Justo enfrente de la torre se yergue un afilado islote conocido como Branaunmore (An Branán Mór) de 67 metros de altura y que erosionado por el oleaje se desmembró hace mucho tiempo del acantilado.

Los acantilados en cifras

El punto más alto de estas impresionantes moles de piedra alcanza los 214 metros sobre el nivel del mar. Muy lejos, sin embargo, de la altura que alcanzan otros acantilados europeos como el de Hornelen (860m) en Noruega o el de Vixia Herbeira (615m) en la costa Ártabra gallega.

El fulmar boreal (Fulmarus glacialis), es una de las aves marinas que crían aquí

El fulmar boreal (Fulmarus glacialis), es una de las aves marinas que crían aquí

En un día despejado pueden verse las islas Aran, la bahía de Galway, las montañas de Connemara e incluso al sur, la península de Dingle.

Esta zona está considerada como Área de Protección Especial (SPA) ya que se han registrado más de 20 especies distintas de aves. Con un poco de suerte pueden verse las más comunes: alcas, araos y fulmares.

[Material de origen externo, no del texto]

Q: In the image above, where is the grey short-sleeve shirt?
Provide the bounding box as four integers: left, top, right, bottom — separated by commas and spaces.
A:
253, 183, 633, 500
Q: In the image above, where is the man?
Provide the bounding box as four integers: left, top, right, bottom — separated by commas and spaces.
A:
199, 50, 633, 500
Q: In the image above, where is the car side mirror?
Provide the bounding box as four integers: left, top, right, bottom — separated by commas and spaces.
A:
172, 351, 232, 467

Aunque los residentes más famosos son los vistosos y esquivos frailecillos. Si se desea avistarlos, el mejor momento para verlos es entre mayo y junio cuando están anidando entre las grietas. Pero para ello conviene proveerse de unos buenos prismáticos.

Si no se tiene suerte con la fauna salvaje, en los prados colindantes a los senderos repletos de turistas también suelen pacer algunas indolentes vacas y bueyes.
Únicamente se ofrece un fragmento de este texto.